Finding New Job During COVID-19 Pandemic a Challenge, But Not Impossible
Looking for a new job during a pandemic can be stressful and complicated. With furloughs and cutbacks, more people are in the market for a new gig. In fact, the April unemployment rate in Minnesota spiked to 8.1%, according to figures with the Department of Employment and Economic Development (DEED). Before the pandemic hit in March, it was 2.9%, a historic low.
In just one month, the number of unemployed Minnesotans surged 55%. The number grew by 160,627 to an April total of 249,453.
Mike Lang, director of employment services with DEED, says now is not the time to be shy. He says it’s crucial to let everyone know you’re in the market for a job. He says there are several things job seekers can do to stand out when searching for a job.
“Networking is most effective when the seeker anticipates what the employer needs and wants,” said Lang. With this knowledge, they can stand out from others who have similar backgrounds. It’s not just about meeting the minimum qualifications, and you also have to present yourself as an excellent fit for the employer.”
Job Openings in Nursing, Service Industry
Officials with DEED say health care is the one of the sectors with the most openings. There’s a demand for nursing assistants, registered nurses and personal care aides.
CSL Plasma in New Hope has a few openings. Apply here.
Other professions currently in demand include customer services reps and security guards. As you can imagine, grocery store work is also high priority right now. Hy-Vee is looking to hire temporary hourly employees to help restock stores and serve customers. Apply here.
Government Job Openings Vary
There are several government job openings ranging from full-time to part-time work. The city of Brooklyn Center is hiring for an aquatic fitness group instructor, lifeguard and a neighborhood engagement liaison. The city also have an opening for a part-time firefighter. Apply here.
In New Hope, however, the city doesn’t have any full or part-time openings. But there are still many seasonal job opportunities in New Hope’s Parks and Recreation Department. Apply here.

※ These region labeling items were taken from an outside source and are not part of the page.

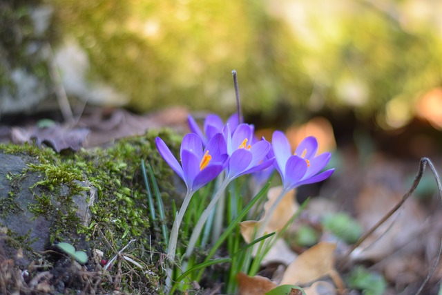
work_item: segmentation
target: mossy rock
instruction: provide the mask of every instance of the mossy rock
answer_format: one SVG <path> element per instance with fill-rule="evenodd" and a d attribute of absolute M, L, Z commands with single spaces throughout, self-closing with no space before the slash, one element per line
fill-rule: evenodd
<path fill-rule="evenodd" d="M 149 218 L 141 161 L 152 166 L 166 207 L 168 227 L 173 214 L 167 204 L 177 191 L 176 178 L 155 147 L 157 136 L 173 150 L 179 148 L 180 137 L 167 130 L 151 131 L 108 149 L 62 154 L 35 145 L 0 145 L 0 236 L 6 241 L 0 245 L 0 252 L 11 258 L 23 253 L 24 267 L 40 258 L 55 269 L 63 256 L 47 250 L 55 250 L 57 242 L 66 242 L 88 254 L 84 267 L 93 269 L 99 268 L 94 255 L 97 250 L 108 260 L 129 245 L 124 253 L 145 269 L 119 278 L 120 290 L 157 294 L 163 279 L 159 269 L 164 245 L 160 225 Z M 113 272 L 136 268 L 124 260 L 117 264 Z M 108 271 L 111 275 L 113 269 Z M 114 289 L 108 283 L 100 285 L 103 291 Z M 54 288 L 50 293 L 66 291 Z"/>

Fast-food and retail jobs are not hard to come by, but finding an upper-level management or higher-paying white-collar job can be challenging. In this case, seeking a government job might be the way to go.
There are currently 10 Hennepin County job openings. Employment opportunities vary from month to month.

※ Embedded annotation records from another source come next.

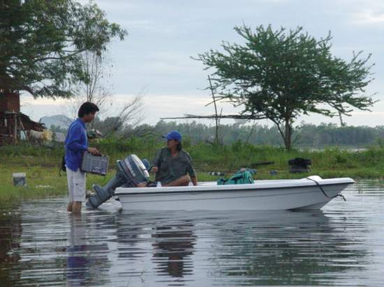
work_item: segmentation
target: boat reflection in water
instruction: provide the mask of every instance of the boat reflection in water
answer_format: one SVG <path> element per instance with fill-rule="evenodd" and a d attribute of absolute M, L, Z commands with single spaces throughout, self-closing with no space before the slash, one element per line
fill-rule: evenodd
<path fill-rule="evenodd" d="M 156 227 L 152 235 L 153 261 L 160 274 L 168 274 L 172 277 L 183 277 L 192 274 L 193 264 L 190 258 L 193 253 L 195 238 L 191 224 Z"/>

“This is a little lighter than we’re used to,” said Laura Miller, human resources manager with Hennepin County. “It’s from COVID-19 for sure. The slowdown of a couple of different positions. So, we’re just trying to be more careful about what we post.”

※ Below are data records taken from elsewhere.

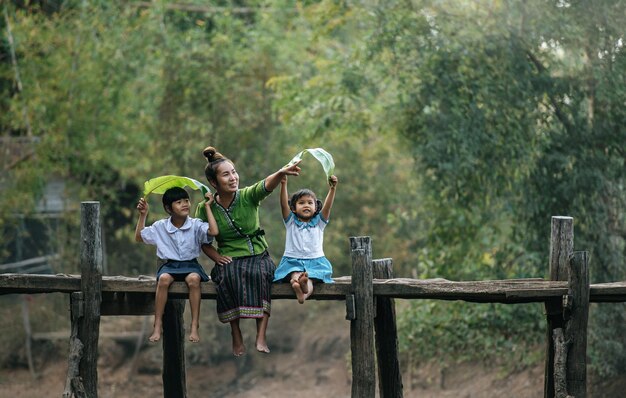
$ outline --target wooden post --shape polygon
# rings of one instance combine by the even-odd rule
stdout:
[[[373,261],[374,278],[392,279],[390,258]],[[392,298],[376,297],[376,357],[378,358],[378,392],[381,398],[402,398],[402,374],[398,360],[396,308]]]
[[[355,319],[350,322],[352,397],[374,398],[376,395],[374,289],[372,246],[369,236],[351,237],[350,248],[355,302]]]
[[[72,332],[70,335],[70,355],[67,365],[65,390],[62,395],[63,398],[84,398],[86,396],[85,387],[80,378],[80,361],[83,357],[84,345],[78,338],[78,325],[83,317],[83,302],[82,292],[70,294]]]
[[[574,251],[574,219],[552,217],[550,233],[550,280],[566,281],[569,257]],[[546,357],[544,373],[544,397],[554,398],[554,329],[563,328],[563,304],[561,298],[546,301]]]
[[[163,397],[187,396],[185,378],[185,300],[167,300],[163,313]]]
[[[576,398],[587,396],[587,321],[589,319],[589,253],[575,252],[569,262],[567,307],[565,323],[567,353],[567,392]]]
[[[78,339],[84,344],[80,377],[85,394],[98,396],[98,338],[102,302],[102,242],[100,203],[82,202],[80,220],[80,288],[83,293],[83,316],[78,323]]]

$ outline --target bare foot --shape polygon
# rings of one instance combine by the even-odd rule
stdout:
[[[200,341],[200,335],[198,334],[198,327],[191,325],[191,333],[189,333],[189,341],[197,343]]]
[[[154,330],[152,331],[152,335],[150,335],[150,337],[148,337],[148,341],[151,343],[156,343],[157,341],[161,340],[161,327],[154,327]]]
[[[304,304],[304,293],[302,292],[302,287],[300,282],[295,279],[291,280],[291,288],[294,292],[296,292],[296,298],[298,299],[298,303]]]
[[[241,336],[241,332],[239,333],[231,333],[233,337],[233,355],[236,357],[240,357],[246,353],[246,346],[243,344],[243,337]]]
[[[266,353],[266,354],[269,354],[269,353],[270,353],[270,349],[269,349],[269,347],[267,346],[267,343],[261,343],[261,342],[258,342],[258,341],[257,341],[257,343],[256,343],[256,350],[257,350],[258,352],[264,352],[264,353]]]
[[[309,292],[309,274],[306,271],[300,274],[298,283],[300,283],[302,293],[307,294]]]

Hennepin County is hiring for several positions in its IT department. One of the positions listed is for an identity and access management analyst. That job opening will close in four days, said Miller.
“They would be responsible for running the day-to-day functions of the access management team and troubleshooting challenges,” she explained.
The salary range for this position is $68,000 to $102,000.
Hennepin County is also looking to hire an assistant county assessor. This person would be responsible for managing the commercial appraisal division. The individual would manage the tax court calendar and direct and advise employees and local assessors on current real estate appraisal data. The salary ranges between $75,000 to 125,000 based on experience.
Miller says there are several reasons to work for the county. She says Hennepin County offers many professional career development programs.
“They offer tuition reimbursement. We have an employee career center where people can talk with our career center coordinator about their next step at the county. They can also learn to build a solid Linkedin profile, or how to beef up their resume,” explained Miller.
The human resources manager says there is a lot of opportunities to move around within the county. She also says the health and retirement benefits are exceptional, noting PERA, the retirement plan for government employees.
“I think that speaks to why a lot of people stay with the county for so long because there are many different things to do.”